Sans excès ou extravagances, même s’il a toujours eu du tempérament, Al Pacino est aujourd'hui reconnu comme l'un des plus grands acteurs du XXe siècle. Son incarnation de Michael Corleone dans Le Parrain est considérée comme l'une des plus grandes performances de l'histoire du cinéma.

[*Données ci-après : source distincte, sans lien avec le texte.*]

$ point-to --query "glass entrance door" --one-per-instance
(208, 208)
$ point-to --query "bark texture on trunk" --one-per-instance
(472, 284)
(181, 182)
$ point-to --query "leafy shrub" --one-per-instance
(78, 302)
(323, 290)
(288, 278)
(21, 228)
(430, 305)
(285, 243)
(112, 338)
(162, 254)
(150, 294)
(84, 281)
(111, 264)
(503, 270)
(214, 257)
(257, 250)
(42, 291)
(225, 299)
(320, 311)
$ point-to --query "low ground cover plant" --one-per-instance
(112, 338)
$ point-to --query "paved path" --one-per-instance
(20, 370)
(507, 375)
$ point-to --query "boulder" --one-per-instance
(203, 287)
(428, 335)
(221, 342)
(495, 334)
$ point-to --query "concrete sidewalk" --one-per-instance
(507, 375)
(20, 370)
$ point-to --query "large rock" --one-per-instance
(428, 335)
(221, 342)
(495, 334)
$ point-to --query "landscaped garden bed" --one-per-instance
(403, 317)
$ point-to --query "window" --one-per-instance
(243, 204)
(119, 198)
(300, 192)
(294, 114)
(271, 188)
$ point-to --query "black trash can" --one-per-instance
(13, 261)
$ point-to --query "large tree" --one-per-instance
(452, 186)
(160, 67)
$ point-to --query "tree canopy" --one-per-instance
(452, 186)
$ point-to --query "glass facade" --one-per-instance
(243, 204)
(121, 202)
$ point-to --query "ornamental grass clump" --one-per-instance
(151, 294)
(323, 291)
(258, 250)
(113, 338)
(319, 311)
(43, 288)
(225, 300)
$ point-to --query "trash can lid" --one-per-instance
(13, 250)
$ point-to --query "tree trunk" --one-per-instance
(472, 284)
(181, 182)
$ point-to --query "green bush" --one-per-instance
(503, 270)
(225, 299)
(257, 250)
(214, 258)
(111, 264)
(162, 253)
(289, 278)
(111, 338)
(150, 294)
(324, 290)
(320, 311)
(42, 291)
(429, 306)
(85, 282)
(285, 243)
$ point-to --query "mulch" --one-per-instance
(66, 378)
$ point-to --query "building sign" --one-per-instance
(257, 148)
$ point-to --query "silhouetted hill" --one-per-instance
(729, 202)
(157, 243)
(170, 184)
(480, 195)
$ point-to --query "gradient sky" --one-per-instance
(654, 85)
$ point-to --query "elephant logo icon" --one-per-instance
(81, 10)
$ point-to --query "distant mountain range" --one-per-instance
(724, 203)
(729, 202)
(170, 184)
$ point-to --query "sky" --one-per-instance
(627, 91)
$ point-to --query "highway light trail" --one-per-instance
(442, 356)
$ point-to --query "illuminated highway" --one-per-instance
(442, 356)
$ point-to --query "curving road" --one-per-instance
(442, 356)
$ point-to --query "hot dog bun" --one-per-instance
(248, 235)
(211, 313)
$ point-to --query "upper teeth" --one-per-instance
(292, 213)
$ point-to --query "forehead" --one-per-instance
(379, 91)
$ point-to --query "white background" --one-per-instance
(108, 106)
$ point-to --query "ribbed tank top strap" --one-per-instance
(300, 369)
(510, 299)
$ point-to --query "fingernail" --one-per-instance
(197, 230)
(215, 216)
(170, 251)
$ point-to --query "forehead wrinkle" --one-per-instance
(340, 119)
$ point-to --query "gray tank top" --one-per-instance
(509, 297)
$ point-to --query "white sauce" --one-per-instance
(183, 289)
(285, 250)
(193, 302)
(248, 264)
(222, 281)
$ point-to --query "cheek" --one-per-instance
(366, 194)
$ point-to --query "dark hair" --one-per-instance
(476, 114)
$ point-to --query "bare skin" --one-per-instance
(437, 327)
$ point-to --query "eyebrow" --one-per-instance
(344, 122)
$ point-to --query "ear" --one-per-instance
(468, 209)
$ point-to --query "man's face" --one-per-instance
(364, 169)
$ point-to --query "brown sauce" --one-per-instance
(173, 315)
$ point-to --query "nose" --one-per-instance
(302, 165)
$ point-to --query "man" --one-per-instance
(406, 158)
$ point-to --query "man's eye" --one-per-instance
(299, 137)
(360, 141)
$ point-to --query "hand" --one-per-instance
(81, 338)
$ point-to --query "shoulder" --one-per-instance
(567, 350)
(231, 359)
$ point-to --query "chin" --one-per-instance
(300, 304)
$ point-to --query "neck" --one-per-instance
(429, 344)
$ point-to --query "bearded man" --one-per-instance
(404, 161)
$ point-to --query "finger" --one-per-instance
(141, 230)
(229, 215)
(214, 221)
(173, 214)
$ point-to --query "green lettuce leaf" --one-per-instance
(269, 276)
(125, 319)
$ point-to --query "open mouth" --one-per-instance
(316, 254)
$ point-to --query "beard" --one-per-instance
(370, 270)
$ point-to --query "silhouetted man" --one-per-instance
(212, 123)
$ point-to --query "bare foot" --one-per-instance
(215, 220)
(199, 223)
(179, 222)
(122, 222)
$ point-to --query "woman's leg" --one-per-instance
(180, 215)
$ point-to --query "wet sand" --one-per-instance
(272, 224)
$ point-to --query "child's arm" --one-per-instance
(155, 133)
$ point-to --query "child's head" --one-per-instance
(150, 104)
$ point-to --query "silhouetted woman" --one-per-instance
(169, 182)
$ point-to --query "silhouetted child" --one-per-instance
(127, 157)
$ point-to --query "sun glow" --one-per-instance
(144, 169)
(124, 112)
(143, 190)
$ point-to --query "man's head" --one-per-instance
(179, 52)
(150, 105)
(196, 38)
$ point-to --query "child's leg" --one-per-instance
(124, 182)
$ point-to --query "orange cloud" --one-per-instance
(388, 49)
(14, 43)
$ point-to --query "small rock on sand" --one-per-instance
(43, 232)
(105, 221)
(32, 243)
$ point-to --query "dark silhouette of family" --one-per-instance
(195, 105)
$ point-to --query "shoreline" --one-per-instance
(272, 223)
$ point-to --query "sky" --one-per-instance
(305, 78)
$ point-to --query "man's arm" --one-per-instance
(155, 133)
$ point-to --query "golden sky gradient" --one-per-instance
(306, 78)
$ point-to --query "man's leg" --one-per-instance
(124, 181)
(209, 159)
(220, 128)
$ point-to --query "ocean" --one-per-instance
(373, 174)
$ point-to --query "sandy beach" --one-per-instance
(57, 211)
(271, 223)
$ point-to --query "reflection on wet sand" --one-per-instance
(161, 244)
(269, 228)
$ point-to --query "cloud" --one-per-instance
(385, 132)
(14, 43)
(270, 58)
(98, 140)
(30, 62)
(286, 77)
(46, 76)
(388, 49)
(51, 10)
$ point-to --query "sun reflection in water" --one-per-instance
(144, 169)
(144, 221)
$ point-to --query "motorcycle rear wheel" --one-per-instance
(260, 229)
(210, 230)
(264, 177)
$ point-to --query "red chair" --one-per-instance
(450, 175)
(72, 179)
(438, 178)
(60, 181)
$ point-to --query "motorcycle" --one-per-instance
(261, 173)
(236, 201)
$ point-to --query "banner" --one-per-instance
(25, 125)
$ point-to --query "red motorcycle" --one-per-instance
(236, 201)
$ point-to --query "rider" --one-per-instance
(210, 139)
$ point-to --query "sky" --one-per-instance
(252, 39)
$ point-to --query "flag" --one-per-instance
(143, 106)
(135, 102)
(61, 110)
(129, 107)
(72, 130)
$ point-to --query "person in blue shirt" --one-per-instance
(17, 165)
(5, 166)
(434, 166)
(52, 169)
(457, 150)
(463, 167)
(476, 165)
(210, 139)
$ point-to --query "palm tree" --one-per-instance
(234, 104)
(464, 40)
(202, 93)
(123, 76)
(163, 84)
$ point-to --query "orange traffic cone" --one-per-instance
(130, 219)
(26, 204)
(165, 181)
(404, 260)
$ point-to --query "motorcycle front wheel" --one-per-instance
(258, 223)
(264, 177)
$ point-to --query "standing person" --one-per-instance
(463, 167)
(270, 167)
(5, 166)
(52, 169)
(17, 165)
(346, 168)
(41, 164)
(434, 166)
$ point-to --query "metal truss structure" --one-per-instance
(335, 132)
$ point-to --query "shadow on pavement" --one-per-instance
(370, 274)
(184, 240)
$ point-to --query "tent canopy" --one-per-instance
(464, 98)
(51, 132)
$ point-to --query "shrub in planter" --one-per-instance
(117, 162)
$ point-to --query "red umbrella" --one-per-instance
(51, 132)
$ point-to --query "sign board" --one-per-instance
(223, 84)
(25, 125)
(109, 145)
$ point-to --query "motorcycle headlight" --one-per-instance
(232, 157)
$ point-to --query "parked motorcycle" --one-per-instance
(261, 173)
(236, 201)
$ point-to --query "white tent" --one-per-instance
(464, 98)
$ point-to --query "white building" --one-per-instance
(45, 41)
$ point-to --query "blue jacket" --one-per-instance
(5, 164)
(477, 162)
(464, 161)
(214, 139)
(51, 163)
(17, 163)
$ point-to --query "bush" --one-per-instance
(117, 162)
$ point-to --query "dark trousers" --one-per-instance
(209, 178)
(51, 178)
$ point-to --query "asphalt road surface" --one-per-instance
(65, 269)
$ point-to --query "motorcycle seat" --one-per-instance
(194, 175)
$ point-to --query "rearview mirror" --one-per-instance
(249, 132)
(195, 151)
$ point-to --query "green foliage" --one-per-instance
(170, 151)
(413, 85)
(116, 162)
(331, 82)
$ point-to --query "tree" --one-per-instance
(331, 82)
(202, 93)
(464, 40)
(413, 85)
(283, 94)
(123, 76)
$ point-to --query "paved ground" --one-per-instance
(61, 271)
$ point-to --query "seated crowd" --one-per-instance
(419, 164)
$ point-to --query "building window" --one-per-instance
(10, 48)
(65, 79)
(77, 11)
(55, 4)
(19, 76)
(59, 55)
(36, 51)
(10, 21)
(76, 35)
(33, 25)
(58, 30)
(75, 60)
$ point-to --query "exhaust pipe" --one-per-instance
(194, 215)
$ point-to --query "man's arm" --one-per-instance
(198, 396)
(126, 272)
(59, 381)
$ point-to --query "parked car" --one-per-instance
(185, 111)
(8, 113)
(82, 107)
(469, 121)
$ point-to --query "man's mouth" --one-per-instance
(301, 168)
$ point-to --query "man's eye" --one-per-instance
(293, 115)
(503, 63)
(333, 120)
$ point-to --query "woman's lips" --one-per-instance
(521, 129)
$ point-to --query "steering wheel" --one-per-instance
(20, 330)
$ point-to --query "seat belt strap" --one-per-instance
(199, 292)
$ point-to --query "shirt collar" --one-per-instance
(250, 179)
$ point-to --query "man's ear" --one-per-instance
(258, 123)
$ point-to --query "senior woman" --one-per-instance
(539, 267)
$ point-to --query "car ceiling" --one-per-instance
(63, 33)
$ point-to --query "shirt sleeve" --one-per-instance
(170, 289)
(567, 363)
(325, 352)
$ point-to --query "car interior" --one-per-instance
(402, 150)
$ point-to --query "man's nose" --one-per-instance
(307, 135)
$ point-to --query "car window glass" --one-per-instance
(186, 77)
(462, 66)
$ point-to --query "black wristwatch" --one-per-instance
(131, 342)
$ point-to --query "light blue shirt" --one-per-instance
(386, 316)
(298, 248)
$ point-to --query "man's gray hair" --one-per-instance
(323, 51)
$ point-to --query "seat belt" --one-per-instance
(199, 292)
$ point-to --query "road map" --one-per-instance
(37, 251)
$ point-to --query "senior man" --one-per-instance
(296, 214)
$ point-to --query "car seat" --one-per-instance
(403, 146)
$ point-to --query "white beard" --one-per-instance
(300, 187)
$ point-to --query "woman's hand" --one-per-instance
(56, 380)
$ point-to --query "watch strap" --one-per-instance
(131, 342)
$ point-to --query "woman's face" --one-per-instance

Pourtant, il ne visionnera le film que... cinquante ans plus tard, avoue-t-il dans son livre.
Les Mémoires de l'acteur de 84 ans viennent de sortir aux États-Unis et en France.
Parmi les autres films qu’il a portés très haut : Panic in Needle Park (1971) Scarface, Scarecrow (1973), Dog Day Afternoon, (1975), Scent Of a Woman (1992), The Insider (1999) ou encore The Irishman (2019).
Il demeure l'un des rares acteurs dans le monde à avoir reçu la Triple Crown of Acting, terme qui récompense un artiste ayant remporté à la fois un Oscar, un Emmy Award et un Tony Award dans une carrière.
Passionné par William Shakespeare, il a interprété plusieurs de ses pièces et a réalisé un documentaire intitulé Looking for Richard (1996), sur l’œuvre Richard III. Coprésident de l’Actors Studio depuis 1994, Al Pacino est considéré comme l'un des meilleurs acteurs hollywoodiens.
Il n’oublie pas non plus l’autre surnom que ses petits copains du Bronx lui avaient donné. « Ils m’appelaient Sonny et pistachio, pour Pacino, et parce que j’aimais la glace aux pistaches », écrit-il dans ses Mémoires.
Père d’un petit Roman né l'année de ses 83 ans, Al Pacino confie avoir rédigé ses Mémoires « pour qu’il puisse connaître (s)on histoire ».